The solution is that we should pay a lot more. But for political parties that have staked their reputations on not being seen to raise taxes, that is just too awful to contemplate.

So we stagger on, from one year to the next, stumbling from one crisis in the health service to another.

I found myself thinking on this last week with Val Gooding, chief executive of Bupa. Val is retiring in May after 10 years running the UK's largest private healthcare provider.

Its results are due to be published tomorrow and, judging by her mood, they should be excellent.

When she arrived, Bupa had a turnover-of £1.2 billion and employed 10,000 people. Today, it's up to around £4.5 billion with 45,000 staff (and businessmodel students please note, it's a mutual). While that's a shadow of what the NHS consumes, it would nevertheless suggest that something dramatic has occurred.

But closer examination of the figures shows that approximately half the sales are coming from overseas. Bupa has operations in Australia, Spain and the United States.

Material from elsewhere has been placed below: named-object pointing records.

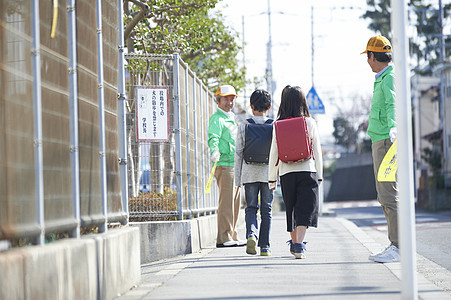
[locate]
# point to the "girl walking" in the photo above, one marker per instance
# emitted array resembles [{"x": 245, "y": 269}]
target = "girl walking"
[{"x": 299, "y": 180}]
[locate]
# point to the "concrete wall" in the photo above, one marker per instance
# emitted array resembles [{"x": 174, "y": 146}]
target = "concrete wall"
[
  {"x": 94, "y": 267},
  {"x": 353, "y": 179},
  {"x": 161, "y": 240}
]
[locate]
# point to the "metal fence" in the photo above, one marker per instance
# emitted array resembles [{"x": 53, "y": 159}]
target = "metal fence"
[
  {"x": 66, "y": 114},
  {"x": 167, "y": 178},
  {"x": 59, "y": 140}
]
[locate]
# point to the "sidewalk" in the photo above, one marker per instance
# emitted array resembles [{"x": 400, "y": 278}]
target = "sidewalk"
[{"x": 336, "y": 267}]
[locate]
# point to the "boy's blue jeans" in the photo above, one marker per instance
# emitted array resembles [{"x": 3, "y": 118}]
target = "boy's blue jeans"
[{"x": 252, "y": 190}]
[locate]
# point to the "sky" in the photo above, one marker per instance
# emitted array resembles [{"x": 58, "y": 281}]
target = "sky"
[{"x": 339, "y": 36}]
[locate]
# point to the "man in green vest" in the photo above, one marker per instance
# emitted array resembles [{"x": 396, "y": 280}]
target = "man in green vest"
[
  {"x": 382, "y": 131},
  {"x": 221, "y": 141}
]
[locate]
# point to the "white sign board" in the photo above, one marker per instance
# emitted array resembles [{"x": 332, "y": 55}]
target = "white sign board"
[{"x": 152, "y": 114}]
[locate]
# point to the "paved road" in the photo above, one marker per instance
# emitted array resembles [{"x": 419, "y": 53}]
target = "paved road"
[
  {"x": 433, "y": 236},
  {"x": 337, "y": 267}
]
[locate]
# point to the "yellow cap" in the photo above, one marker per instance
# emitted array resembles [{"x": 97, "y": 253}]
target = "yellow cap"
[
  {"x": 378, "y": 43},
  {"x": 226, "y": 90}
]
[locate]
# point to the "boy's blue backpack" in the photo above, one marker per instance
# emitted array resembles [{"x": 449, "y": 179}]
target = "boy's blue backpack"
[{"x": 257, "y": 142}]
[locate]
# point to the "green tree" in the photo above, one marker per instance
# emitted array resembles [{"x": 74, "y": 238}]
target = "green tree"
[
  {"x": 424, "y": 47},
  {"x": 190, "y": 28}
]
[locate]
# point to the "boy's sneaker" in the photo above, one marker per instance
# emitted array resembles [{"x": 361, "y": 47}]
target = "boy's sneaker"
[
  {"x": 390, "y": 254},
  {"x": 290, "y": 242},
  {"x": 251, "y": 247},
  {"x": 298, "y": 250},
  {"x": 265, "y": 251}
]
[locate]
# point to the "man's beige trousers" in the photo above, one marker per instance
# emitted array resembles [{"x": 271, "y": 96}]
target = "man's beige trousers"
[
  {"x": 229, "y": 205},
  {"x": 387, "y": 192}
]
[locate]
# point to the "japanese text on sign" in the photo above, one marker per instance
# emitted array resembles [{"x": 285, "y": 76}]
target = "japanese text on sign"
[{"x": 152, "y": 120}]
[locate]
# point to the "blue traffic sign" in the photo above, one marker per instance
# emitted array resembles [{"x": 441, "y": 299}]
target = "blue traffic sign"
[{"x": 315, "y": 105}]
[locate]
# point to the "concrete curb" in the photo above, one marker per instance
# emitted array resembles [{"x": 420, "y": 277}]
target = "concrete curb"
[
  {"x": 99, "y": 266},
  {"x": 426, "y": 289}
]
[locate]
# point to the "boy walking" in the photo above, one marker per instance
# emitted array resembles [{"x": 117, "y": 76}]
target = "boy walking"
[{"x": 251, "y": 170}]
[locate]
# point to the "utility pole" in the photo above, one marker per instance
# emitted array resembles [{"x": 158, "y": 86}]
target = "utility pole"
[
  {"x": 269, "y": 81},
  {"x": 442, "y": 93},
  {"x": 244, "y": 64},
  {"x": 313, "y": 46}
]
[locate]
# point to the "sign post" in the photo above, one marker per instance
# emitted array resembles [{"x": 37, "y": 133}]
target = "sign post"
[
  {"x": 152, "y": 114},
  {"x": 315, "y": 105}
]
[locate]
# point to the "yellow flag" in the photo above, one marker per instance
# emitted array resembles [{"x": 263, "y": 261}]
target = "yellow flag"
[
  {"x": 210, "y": 179},
  {"x": 389, "y": 165}
]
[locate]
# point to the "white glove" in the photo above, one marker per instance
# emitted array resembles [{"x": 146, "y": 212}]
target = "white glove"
[
  {"x": 272, "y": 185},
  {"x": 215, "y": 156},
  {"x": 392, "y": 134}
]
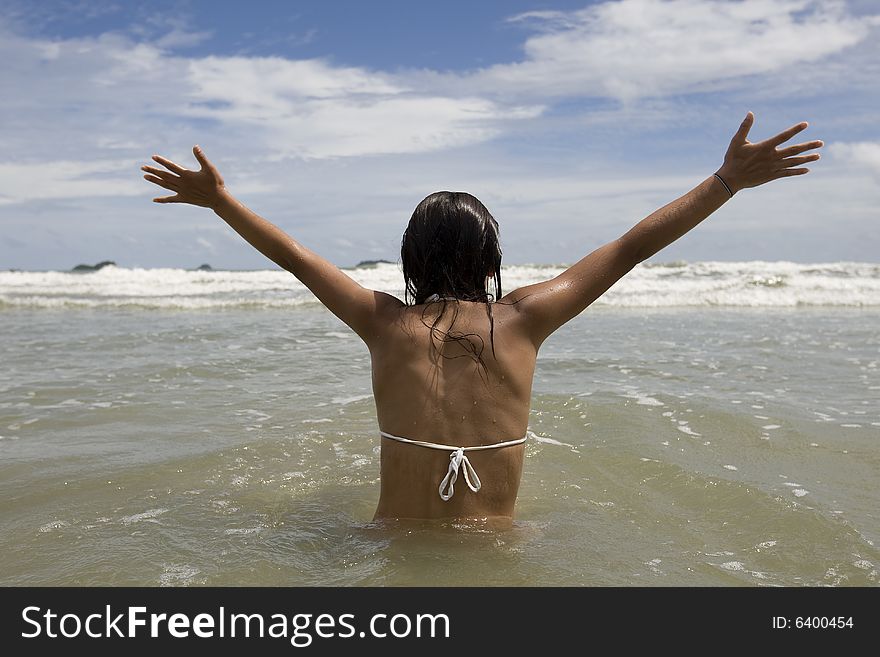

That's not to say business here isn't growing. As Gooding says wryly: "We've not had one customer cancel because the NHS is so good." Private health policies are now taken out by 12% of the population, with another 4% prepared to pay for treatment when they need it.

But surveys show that from 30% of people being in favour of private health when Gooding started, the proportion is now well over half. In other words, most people regard private health as a good thing, yet only a fraction use it.

In Australia - which Gooding knows plenty about, having just completed a £1 billion acquisition to become the market leader there - 50% of people have private health cover.

There, the government has taken a firm stance: an ageing population will put too much of a burden on the public purse; individuals are therefore to be encouraged as much as possible to take out private medical insurance. To that end, people can take advantage of a tax rebate and lifetime cover at a flat rate. But if they earn more than A$50,000 (£23,000) a year and don't go private, they're hit with a tax penalty.

Here, in 1997, the Labour Government went down the opposite route. In his first Budget as Chancellor, Gordon Brown removed tax relief on private health insurance for the over-60s to pay for the cut in VAT on fuel. It was the right hand giving and the left taking, and, as we found out, all too typical.

That's where we find ourselves. Not making progress but stuck with spineless politicians too afraid to tackle the elephant in our midst.